All laws should have sunset provisions. No really, I mean it.
Those with strong support should have longer terms, maybe 100 years, but even the "obvious" ones should have sunset provisions. The Constitution? The only reason it has survived so long is because it has been modified, which is the whole point of sunset provisions. Do you think the Constitution would still work today if the three-fifths clause were still in effect or if women couldn't vote? The point of sunset provisions isn't to get rid of laws, but to give people an opportunity to correct problems with them. Yes, we correct problems with laws, but it takes an act of congress (literally) to get a law modified that desperately needs it, and you can forget about improving the hundreds of laws that have lots of problems but aren't on anybody's campaign points.
Or would you argue that there should be sunset provisions on the laws against murder?

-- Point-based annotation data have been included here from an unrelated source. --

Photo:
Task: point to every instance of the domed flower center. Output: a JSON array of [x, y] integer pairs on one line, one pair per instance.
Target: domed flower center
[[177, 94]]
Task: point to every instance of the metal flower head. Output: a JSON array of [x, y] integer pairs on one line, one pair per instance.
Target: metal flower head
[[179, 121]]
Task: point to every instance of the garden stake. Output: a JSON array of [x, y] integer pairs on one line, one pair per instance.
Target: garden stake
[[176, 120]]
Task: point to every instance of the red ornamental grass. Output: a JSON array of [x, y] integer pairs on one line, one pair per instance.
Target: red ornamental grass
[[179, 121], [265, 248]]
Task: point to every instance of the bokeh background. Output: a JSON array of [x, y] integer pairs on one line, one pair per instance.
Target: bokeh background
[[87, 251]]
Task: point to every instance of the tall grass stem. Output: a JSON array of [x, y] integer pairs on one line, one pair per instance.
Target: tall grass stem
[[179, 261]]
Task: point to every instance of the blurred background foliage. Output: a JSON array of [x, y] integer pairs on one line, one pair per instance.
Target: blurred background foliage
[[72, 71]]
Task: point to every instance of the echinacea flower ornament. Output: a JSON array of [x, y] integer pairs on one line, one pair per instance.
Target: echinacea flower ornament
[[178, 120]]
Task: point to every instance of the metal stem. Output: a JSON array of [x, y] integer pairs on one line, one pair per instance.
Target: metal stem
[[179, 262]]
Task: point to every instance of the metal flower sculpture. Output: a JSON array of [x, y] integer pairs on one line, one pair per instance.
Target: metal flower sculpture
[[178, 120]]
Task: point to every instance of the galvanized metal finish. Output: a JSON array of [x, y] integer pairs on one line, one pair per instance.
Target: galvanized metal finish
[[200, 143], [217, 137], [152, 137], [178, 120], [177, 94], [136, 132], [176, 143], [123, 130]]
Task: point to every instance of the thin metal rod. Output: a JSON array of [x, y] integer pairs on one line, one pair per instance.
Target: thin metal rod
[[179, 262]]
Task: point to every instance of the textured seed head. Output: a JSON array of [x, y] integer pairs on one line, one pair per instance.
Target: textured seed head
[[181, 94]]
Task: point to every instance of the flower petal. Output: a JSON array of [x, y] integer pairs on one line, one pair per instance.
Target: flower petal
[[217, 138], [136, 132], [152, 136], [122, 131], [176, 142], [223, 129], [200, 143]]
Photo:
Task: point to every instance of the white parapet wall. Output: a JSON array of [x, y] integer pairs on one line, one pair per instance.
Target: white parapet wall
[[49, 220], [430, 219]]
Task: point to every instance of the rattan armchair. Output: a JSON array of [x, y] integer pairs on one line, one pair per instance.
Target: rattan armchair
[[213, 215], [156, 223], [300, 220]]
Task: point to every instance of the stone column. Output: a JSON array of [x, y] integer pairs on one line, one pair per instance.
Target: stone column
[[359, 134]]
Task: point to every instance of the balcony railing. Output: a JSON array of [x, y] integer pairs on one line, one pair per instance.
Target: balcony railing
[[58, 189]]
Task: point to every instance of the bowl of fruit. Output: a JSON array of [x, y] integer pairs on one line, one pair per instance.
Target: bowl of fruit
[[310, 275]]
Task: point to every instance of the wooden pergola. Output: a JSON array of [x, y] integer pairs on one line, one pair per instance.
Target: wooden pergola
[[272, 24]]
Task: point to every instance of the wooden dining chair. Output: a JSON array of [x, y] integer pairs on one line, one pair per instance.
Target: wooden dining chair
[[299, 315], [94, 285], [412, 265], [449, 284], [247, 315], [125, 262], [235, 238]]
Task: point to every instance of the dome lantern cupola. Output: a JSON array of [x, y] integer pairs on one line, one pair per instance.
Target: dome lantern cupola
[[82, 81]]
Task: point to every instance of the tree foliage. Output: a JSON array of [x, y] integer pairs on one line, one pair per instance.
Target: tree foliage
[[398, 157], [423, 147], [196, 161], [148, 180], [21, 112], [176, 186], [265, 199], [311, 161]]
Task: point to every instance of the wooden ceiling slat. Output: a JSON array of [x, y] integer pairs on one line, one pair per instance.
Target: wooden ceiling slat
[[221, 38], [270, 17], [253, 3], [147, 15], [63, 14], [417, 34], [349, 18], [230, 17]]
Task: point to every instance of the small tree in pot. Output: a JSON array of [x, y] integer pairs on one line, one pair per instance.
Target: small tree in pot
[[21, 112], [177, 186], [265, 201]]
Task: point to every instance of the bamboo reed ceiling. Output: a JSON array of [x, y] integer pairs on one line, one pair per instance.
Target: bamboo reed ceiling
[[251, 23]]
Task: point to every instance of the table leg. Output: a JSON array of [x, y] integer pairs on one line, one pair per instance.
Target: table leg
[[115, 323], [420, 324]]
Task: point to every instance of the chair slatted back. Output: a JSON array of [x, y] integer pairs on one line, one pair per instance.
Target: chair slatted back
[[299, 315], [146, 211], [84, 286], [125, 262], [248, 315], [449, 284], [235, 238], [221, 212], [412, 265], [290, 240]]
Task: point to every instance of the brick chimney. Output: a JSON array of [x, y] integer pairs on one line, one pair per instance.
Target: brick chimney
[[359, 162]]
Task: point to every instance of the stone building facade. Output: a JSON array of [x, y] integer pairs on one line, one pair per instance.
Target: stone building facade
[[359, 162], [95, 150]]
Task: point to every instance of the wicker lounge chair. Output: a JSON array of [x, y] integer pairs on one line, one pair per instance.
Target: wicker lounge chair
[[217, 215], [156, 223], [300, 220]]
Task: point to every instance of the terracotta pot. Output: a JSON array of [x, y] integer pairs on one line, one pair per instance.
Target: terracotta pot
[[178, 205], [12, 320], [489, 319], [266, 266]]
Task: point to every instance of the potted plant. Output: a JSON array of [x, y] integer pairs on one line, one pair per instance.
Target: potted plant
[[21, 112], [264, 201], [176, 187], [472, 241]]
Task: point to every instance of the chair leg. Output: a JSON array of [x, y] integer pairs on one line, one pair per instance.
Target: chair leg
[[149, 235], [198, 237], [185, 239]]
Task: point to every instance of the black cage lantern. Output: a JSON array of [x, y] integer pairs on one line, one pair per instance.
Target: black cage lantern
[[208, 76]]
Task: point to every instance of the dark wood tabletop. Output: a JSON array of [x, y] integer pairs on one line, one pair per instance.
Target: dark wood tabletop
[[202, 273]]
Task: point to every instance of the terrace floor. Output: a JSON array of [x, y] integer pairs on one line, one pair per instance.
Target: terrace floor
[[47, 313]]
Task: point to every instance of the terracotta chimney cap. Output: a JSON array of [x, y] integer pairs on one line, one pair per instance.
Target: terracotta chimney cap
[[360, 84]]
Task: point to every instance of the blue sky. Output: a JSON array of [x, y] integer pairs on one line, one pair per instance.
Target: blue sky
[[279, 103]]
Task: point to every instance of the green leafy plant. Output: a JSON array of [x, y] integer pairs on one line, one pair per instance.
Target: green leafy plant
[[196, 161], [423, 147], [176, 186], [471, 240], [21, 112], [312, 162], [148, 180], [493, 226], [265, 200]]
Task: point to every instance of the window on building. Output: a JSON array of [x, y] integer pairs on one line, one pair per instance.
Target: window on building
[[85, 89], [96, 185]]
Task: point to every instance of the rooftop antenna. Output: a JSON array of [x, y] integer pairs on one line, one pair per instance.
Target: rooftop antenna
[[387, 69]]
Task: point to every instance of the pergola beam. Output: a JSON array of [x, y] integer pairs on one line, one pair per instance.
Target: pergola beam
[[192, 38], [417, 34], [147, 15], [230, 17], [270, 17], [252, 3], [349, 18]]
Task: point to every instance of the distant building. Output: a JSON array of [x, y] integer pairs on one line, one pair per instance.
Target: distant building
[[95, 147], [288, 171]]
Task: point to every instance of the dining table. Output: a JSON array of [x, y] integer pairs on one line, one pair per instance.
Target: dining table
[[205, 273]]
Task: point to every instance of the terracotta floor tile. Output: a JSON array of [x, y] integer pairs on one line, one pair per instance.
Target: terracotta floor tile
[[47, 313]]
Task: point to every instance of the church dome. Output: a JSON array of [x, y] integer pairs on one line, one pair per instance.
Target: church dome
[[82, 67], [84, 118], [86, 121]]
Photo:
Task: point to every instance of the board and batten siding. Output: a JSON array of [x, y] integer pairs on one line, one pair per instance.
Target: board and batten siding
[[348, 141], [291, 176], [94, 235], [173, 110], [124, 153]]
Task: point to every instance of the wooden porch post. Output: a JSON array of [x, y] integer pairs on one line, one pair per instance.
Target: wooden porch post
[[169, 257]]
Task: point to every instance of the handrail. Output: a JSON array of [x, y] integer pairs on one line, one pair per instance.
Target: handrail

Yes, of course there should be! Yes, murder should be illegal, but no, of course the laws we had for murder in the 1800's should not be in effect and they absolutely should be re-evaluated after a reasonable period of time has passed.
1800: Senator Bob: So it looks like the murder law is in sunset, do we vote to renew it?
1800: Senator Kim: No, my constituents think hanging is barbaric and want to switch to the electric chair, so we need to rewrite the law.
1900: Senator Ralph: So it looks like the murder law is in sunset, do we vote to renew it?
1900: Senator Kelly: No, my constituents think murder shouldn't have an automatic death penalty, and some people should just be imprisoned, so we need to rewrite the law.
And the budget? While I'm making imaginary changes to how US law works, I have a fix for the budget problem too. It should be required to be set three years in advance, with Congress and the Senate sequestered, with no other legislative action allowed until they have passed it. Emergency funding for unexpected issues should be what gets debated, not what we could have seen coming three years ago (or 50 for that matter.)
Every new law should have a sunset provision of 1 year to give it a chance at debate every year until (at least) every representative who was present when it was introduced is out of office. After that set a cap of 10 years, then 20, then 40, then 80 and max it at 120 since that's long enough that you can depend on the generation that got it passed to have also passed.